How to implement distributed model parallel using torch.distributed

xdwang0726 · September 17, 2020, 2:29pm

I am trying to implement model parallel using torch.distributed(DistributedDataParallel), and I am wondering is there a tutorial for that (single node multiple GPUs)? I know nn.DataParallel is easier to use, however, I use another package that only support torch.distributed. Thanks!

mrshenli · September 17, 2020, 2:59pm

Yep, here is the tutorial: https://pytorch.org/tutorials/intermediate/ddp_tutorial.html#combine-ddp-with-model-parallelism

It should work if you place different layers of the model on different GPUs and pass it to DDP. DDP should be able to detect it is a multi-GPU model. One caveat is that, please make sure no GPUs are shared across processes.

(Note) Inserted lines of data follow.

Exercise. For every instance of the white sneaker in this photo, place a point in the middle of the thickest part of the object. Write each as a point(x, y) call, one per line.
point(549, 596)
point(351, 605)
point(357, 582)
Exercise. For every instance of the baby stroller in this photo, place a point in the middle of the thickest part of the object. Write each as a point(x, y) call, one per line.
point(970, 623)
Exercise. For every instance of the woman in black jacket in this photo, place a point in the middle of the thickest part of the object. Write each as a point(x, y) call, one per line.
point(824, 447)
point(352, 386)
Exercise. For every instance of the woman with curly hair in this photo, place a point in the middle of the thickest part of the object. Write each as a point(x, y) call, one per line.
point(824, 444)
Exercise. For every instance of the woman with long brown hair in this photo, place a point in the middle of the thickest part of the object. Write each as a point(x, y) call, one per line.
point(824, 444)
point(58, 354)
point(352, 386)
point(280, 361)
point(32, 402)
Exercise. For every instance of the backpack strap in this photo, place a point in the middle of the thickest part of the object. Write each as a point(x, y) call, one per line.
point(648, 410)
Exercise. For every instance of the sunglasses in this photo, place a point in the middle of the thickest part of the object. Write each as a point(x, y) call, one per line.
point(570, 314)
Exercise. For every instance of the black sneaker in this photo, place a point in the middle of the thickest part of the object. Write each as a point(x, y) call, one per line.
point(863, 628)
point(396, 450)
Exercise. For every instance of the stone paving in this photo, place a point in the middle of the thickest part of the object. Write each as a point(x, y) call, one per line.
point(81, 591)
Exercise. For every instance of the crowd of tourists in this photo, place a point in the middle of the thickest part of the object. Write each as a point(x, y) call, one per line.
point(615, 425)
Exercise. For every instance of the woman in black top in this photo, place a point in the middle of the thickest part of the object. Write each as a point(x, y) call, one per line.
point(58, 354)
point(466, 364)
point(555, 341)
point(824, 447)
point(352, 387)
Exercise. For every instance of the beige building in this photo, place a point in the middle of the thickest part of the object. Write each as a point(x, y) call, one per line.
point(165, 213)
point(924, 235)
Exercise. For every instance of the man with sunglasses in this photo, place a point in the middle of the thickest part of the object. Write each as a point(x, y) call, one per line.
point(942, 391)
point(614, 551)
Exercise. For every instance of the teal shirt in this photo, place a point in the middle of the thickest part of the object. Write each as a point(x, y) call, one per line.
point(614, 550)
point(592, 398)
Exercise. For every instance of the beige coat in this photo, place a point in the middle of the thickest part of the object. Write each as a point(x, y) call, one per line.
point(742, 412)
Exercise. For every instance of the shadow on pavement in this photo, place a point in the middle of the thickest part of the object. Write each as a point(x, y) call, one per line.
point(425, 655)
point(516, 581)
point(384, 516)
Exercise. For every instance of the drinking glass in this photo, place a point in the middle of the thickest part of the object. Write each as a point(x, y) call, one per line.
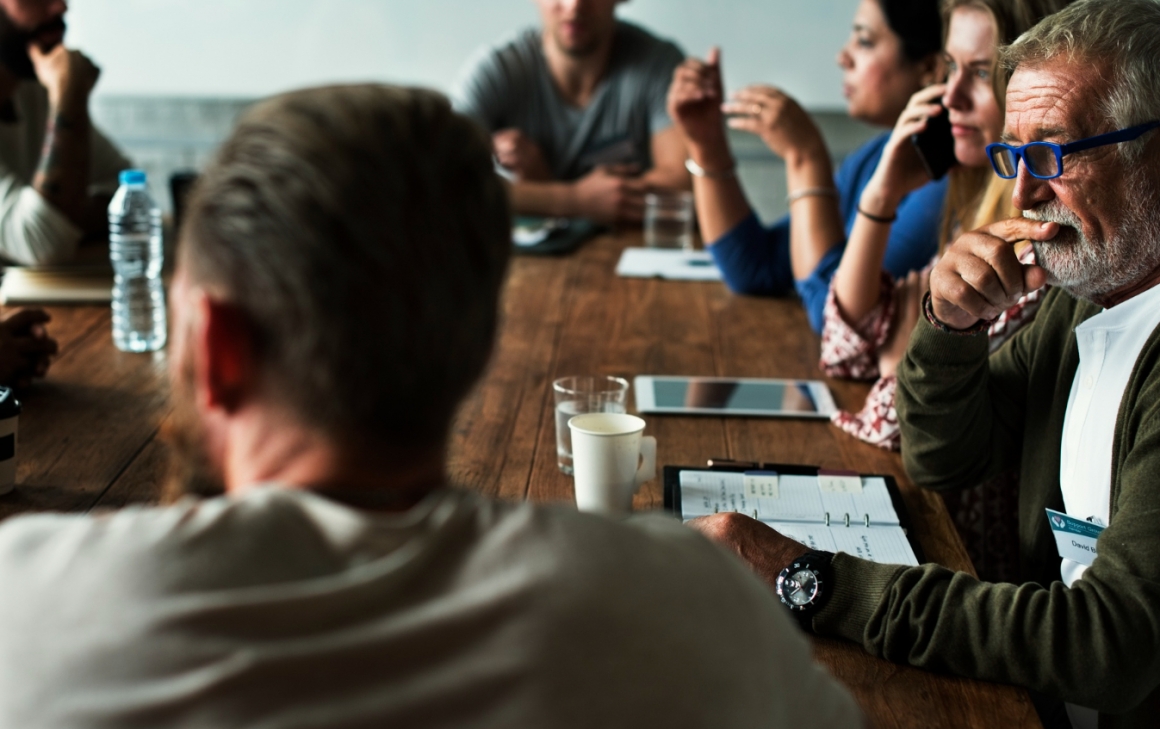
point(668, 221)
point(579, 395)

xdwang0726 · September 20, 2020, 11:29am

I followed the tutorial online, however I got the error message RuntimeError: Model replicas must have an equal number of parameters. in model = torch.nn.parallel.DistributedDataParallel(model)
Any idea what might cause this issue? Thanks!

pritamdamania87 · September 23, 2020, 2:59am

@xdwang0726 Do you see this error when using the code in the tutorial? Or is it some custom code based on the tutorial? If it is the latter, could you provide a minimal repro of the issue?